The thing I'd like to highlight here...
Okay, obviously Hair Furor has no special regard for the truth and he doesn't need to believe a thing is true in order to say it. But the way that he phrases these complaints is revealing about one of the central truths of his character.
He's not just angry that Romney went against him. In his mind, Romney himself knows he was wrong to do so. What makes Donald think this? The fact that Donald believes it was wrong, believes it so surely and certainly that it feels like knowledge.
And what makes him think that Nancy Pelosi is a hypocrite who would make empty claims about praying for him while not meaning it? Because there's no way that he himself would do any such thing for her, and he makes empty claims about prayer all the time.
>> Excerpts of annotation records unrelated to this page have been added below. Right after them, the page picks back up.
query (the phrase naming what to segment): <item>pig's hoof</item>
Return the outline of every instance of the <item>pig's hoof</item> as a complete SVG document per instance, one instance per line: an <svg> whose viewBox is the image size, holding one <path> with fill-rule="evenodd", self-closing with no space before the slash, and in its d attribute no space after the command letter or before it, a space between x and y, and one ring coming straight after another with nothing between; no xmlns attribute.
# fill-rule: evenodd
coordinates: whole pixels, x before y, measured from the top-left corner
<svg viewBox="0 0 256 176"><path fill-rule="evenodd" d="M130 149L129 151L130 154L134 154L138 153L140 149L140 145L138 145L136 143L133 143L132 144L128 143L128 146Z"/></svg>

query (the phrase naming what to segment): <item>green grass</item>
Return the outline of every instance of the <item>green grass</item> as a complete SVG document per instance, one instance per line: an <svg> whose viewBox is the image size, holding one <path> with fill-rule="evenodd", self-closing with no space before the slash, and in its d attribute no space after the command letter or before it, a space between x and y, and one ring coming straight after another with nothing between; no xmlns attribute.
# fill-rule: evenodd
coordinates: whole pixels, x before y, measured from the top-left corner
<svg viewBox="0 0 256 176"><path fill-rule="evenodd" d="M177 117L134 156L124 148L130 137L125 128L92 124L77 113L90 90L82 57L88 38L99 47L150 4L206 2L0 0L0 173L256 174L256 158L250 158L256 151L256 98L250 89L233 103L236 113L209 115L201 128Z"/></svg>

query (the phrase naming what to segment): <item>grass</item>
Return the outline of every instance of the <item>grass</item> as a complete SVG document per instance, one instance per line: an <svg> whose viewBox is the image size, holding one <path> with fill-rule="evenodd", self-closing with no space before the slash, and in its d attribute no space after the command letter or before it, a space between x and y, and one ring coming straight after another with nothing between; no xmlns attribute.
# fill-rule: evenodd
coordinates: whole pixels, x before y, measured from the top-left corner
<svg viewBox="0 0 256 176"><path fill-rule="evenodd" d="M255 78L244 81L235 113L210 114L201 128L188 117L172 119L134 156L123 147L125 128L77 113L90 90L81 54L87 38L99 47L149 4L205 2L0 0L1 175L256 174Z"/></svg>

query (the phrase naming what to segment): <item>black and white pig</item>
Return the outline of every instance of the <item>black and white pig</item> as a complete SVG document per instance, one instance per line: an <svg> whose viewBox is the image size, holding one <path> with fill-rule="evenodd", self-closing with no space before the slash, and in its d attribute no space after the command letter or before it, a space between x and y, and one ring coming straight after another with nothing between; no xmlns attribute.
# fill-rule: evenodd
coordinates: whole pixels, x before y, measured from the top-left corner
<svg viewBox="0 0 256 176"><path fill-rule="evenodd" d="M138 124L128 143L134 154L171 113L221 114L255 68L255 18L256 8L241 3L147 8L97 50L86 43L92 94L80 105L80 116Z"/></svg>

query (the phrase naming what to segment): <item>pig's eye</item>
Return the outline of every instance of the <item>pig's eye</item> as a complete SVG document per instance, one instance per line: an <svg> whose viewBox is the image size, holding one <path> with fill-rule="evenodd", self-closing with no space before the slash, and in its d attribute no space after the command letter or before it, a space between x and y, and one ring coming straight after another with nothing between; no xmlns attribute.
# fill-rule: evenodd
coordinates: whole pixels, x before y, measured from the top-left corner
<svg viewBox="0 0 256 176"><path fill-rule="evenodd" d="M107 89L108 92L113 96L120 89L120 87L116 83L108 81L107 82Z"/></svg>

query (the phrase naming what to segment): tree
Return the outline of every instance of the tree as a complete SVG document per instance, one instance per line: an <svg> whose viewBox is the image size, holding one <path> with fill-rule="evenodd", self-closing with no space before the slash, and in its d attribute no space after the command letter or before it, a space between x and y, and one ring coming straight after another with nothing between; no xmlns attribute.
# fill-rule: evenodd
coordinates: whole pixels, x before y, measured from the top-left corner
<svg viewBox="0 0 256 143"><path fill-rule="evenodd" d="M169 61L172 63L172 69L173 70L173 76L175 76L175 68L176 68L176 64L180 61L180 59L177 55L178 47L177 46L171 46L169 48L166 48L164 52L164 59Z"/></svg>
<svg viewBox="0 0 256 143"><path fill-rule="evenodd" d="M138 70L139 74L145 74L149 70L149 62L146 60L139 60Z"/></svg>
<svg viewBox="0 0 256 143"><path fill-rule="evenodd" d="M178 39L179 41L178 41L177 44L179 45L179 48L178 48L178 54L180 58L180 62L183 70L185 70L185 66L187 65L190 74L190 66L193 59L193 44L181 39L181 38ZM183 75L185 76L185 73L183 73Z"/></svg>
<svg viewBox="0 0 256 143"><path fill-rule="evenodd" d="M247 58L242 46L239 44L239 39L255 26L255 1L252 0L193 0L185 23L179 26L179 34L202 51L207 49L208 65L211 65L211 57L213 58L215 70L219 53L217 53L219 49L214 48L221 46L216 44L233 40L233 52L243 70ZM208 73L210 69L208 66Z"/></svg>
Donald does not do well when called upon to imagine a world that exists outside of himself, to see things from another person's point of view or even acknowledge that other points of view exist.
Which also means, effectively, that he has a hard time imagining other people as people.
You can see this in the way he talks about knowledge generally. What he knows (even if it's not true) is stuff everybody knows. Something he doesn't know or care to find out about is something nobody knows. And something he just recently learned is something that nobody knows.
This lack of an awareness of other people as people paradoxically gives him a great quality of confident assurance when he speaks about them, which his followers respond to. Where other people talk around the subject of what's going through their opponents' heads, and offer wishy-washy, mealy-mouthed reasoning and observation about what they think might be motivating them, Donald can simply shoulder his way over to a microphone and make bold, simple declarations: "The coastal elites hate you. They think they're better than you," he says, and he means every word, and he delivers them with the confident assurance of someone who can't imagine any wealthy person from New York, any TV star, any celebrity, any private school alum, not despising each and every single one of them.
To his followers, he sounds like he knows what he's talking about, and to the extent that he's talking about himself, he does.